Hace varios años me encontré a Javier Marías en el aeropuerto de Madrid. Unos días antes se había conocido la insólita noticia de que había recibido el título de Rey de Redonda, una minúscula isla deshabitada en el Mar Caribe, y ahora el escritor estaba allí, a la espera de un vuelo, anotando algo en un cuaderno. Lo vi muy concentrado y al principio pensé que sería mala idea interrumpirlo, pero había disfrutado tanto con la lectura de su novela Corazón tan blanco que sentí el impulso de saludarlo. Arrastrando mi maleta de mano, me acerqué a él. Se me ocurrió hacer un chiste para llamar su atención.
—¿Viaja para la ceremonia de su coronación? —le pregunté y señalé su equipaje.
Me miró confundido, luego sonrió.
—No —contestó—. Voy a ser un rey sin corona.
—Felicitaciones por el título. ¿Ahora debo referirme a usted como "Majestad"?
—No, por favor, cualquier cosa menos eso. Digamos que prefiero ser un rey republicano.
Le tendí la mano y me presenté. Me dio un apretón firme. Le agradecí por los buenos momentos que había pasado con su novela y destaqué algunos pasajes que aún recordaba. Él asentía, siempre sonriente. Después, como el tema me parecía fascinante, no pude evitar hacerle más preguntas sobre Redonda y sobre cómo se había convertido en monarca de aquella micronación ficticia, ubicada en las coordenadas 16º 56′ latitud Norte, 62º 21′ longitud Oeste, cerca de las islas de Antigua y Barbuda.
—Es muy extraño todo lo que ha sucedido —comenté, divertido—. Es increíble como la realidad muchas veces puede ser más rara que la ficción.
—Y eso no es lo más raro de todo —dijo, levantando las cejas. Interpreté el tono con el que había hablado y la pausa que hizo como una invitación a sentarme a su lado.

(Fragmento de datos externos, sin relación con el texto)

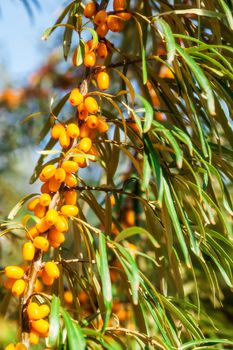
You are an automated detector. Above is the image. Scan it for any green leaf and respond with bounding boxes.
[61,309,86,350]
[48,294,60,347]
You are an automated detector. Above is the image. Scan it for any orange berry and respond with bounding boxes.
[80,123,91,139]
[65,174,78,187]
[97,72,110,90]
[96,23,109,39]
[4,278,16,289]
[61,205,79,217]
[29,329,40,345]
[49,176,61,192]
[33,236,49,252]
[40,181,50,194]
[78,137,92,153]
[107,15,124,32]
[94,10,107,26]
[97,118,109,132]
[11,279,26,297]
[51,124,65,140]
[41,270,54,286]
[39,304,50,319]
[27,197,39,211]
[34,203,46,219]
[54,168,66,182]
[87,115,99,129]
[64,190,77,205]
[78,102,88,120]
[97,43,108,58]
[69,88,83,106]
[39,193,51,207]
[66,123,80,139]
[45,209,58,225]
[26,225,40,239]
[59,130,70,148]
[83,2,96,18]
[84,96,99,114]
[83,52,96,68]
[44,261,60,279]
[36,217,51,234]
[27,302,40,320]
[4,266,24,280]
[62,160,78,173]
[113,0,127,11]
[40,164,56,182]
[22,242,35,261]
[4,343,15,350]
[32,320,49,334]
[64,290,74,304]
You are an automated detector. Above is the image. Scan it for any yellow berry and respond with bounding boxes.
[33,236,49,252]
[11,279,26,297]
[5,266,24,280]
[22,242,35,261]
[44,261,60,279]
[61,205,79,217]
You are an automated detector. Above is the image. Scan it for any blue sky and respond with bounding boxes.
[0,0,64,86]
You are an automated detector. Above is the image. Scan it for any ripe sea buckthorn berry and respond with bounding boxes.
[78,102,88,120]
[80,123,91,139]
[22,242,35,261]
[64,190,77,205]
[83,2,96,18]
[40,181,50,194]
[41,270,54,286]
[27,302,40,320]
[51,124,65,140]
[44,261,60,279]
[113,0,127,11]
[97,72,110,90]
[32,320,49,334]
[84,96,99,114]
[45,209,58,225]
[34,203,46,219]
[54,168,66,182]
[33,236,49,252]
[54,215,69,232]
[69,88,83,106]
[59,130,70,148]
[26,225,40,239]
[4,343,15,350]
[107,15,124,33]
[39,304,50,318]
[66,123,80,139]
[40,164,56,182]
[65,174,78,187]
[94,10,107,26]
[64,290,74,304]
[62,160,78,173]
[97,43,108,58]
[29,329,40,345]
[27,197,39,211]
[5,266,24,280]
[78,137,92,153]
[96,23,109,39]
[11,279,26,297]
[87,115,99,129]
[49,176,61,192]
[39,193,51,207]
[61,205,79,217]
[4,278,16,289]
[97,118,109,132]
[35,217,51,237]
[83,52,96,68]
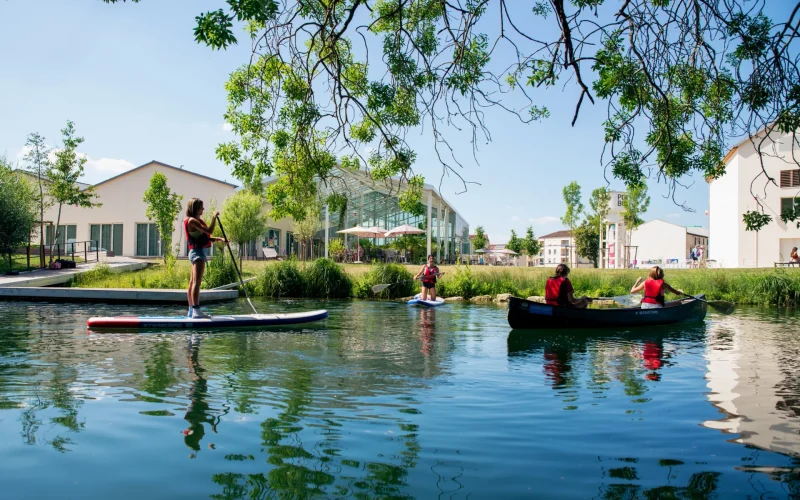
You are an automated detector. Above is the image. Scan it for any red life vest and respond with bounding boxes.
[544,276,567,306]
[422,264,439,283]
[642,278,664,306]
[183,217,211,250]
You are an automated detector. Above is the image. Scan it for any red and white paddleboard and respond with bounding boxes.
[86,309,328,330]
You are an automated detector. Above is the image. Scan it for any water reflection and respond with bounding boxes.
[703,311,800,457]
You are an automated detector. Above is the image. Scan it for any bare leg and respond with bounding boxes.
[192,259,206,307]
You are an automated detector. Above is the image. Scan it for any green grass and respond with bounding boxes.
[74,259,800,306]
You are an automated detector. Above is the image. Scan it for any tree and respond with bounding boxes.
[143,172,183,267]
[0,157,37,271]
[622,179,650,267]
[220,189,267,269]
[561,181,583,264]
[522,226,540,265]
[506,229,522,253]
[25,132,53,266]
[294,203,322,260]
[587,187,611,267]
[472,226,489,256]
[575,218,600,267]
[47,120,102,263]
[103,0,800,226]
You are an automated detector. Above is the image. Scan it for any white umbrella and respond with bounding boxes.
[384,224,425,238]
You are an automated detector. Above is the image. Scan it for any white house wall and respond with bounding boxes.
[708,156,744,267]
[631,219,686,265]
[709,133,800,267]
[40,163,234,256]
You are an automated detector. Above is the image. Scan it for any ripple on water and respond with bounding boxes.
[0,301,800,498]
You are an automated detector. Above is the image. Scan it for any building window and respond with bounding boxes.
[89,224,122,255]
[781,168,800,187]
[781,198,800,214]
[136,224,161,257]
[44,224,78,247]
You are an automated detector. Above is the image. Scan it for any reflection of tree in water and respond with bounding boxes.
[599,458,721,500]
[212,359,420,499]
[20,363,86,453]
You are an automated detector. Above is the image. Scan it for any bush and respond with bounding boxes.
[353,264,419,299]
[302,259,353,299]
[200,254,239,289]
[255,259,305,297]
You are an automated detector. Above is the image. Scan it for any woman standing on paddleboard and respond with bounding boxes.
[414,255,444,300]
[183,198,225,318]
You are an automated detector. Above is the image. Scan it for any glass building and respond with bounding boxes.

—¿Qué pasó? —pregunté, intrigado.
—No me va a creer. O, peor aún, me va a creer.
—Cuénteme, por favor.
—Bien —cerró el cuaderno en el que había estado escribiendo y me miró fijamente—. Esto no se lo he contado a nadie todavía. Lo que le voy a relatar sucedió antes de que el escritor Jon Wynne-Tyson me contactara con la propuesta de hacerme cargo del reinado de Redonda. En esa época yo tenía un pez, un Carassius de escamas naranjas que me habían regalado. La pecera estaba en la cocina y yo aprovechaba para alimentarlo todas las mañanas, al despertarme, mientras me preparaba el desayuno. No se olvide de ese dato, por favor. En ese entonces, había empezado a tener un sueño recurrente todas las noches: nadaba en un mar gris. Las olas me llevaban de un lado al otro y tenía que hacer mucho esfuerzo para no hundirme. A lo lejos, muy lejos, se veía la silueta de una isla sin playas, rodeada de acantilados. Yo sentía el deseo intenso de alcanzarla y nadaba con todas mis fuerzas, pero parecía imposible avanzar. Entonces me despertaba, agitado y cubierto de sudor. Durante el día, me costaba concentrarme en mis tareas habituales. Sólo podía pensar en aquella isla. En los días siguientes, me ocurrió algo curioso. Cada vez que me dormía soñaba con el mismo mar gris, pero sentía que me iba acercando a la isla. Por extraño que suene, parecía estar soñando una continuidad del mismo sueño noche tras noche. Unas semanas después, finalmente llegué a la isla. Escalé por las paredes de piedra hasta alcanzar la yerma superficie. Aspiré una larga bocanada de aire y sonreí. Giré para ver el mar desde una nueva perspectiva. Entre las olas me pareció distinguir el reflejo dorado de unas escamas y unas aletas enormes, como si se tratara de un gigantesco monstruo marino que nadaba cerca de la superficie. Amanecí feliz: ¿continuaría el sueño la noche siguiente, pero ya en la isla? ¿Qué encontraría allí? Mientras me preparaba un café en la cocina, noté que la pecera estaba vacía. Mi pez, aquel al que alimentaba todas las mañanas, ya no estaba. Ese mismo día me contactó Wynne-Tyson.
No supe qué decir y, ante mi desconcierto, él se encogió de hombros.
—Debe haber alguna explicación lógica para la desaparición del pez —señalé.
—Cualquier explicación resultaría aburrida, ¿no le parece?
En ese momento, escuchamos el anuncio de la partida de un vuelo.
—Ese es el mío —dijo el escritor y se puso de pie—. Ha sido un gusto conversar con usted.
Nos dimos un apretón de manos y se fue caminando sin prisa.
Unas horas después, ya a bordo de mi avión, volaba sobre el océano. Miraba por la ventanilla con el anhelo de divisar una isla, cualquier isla.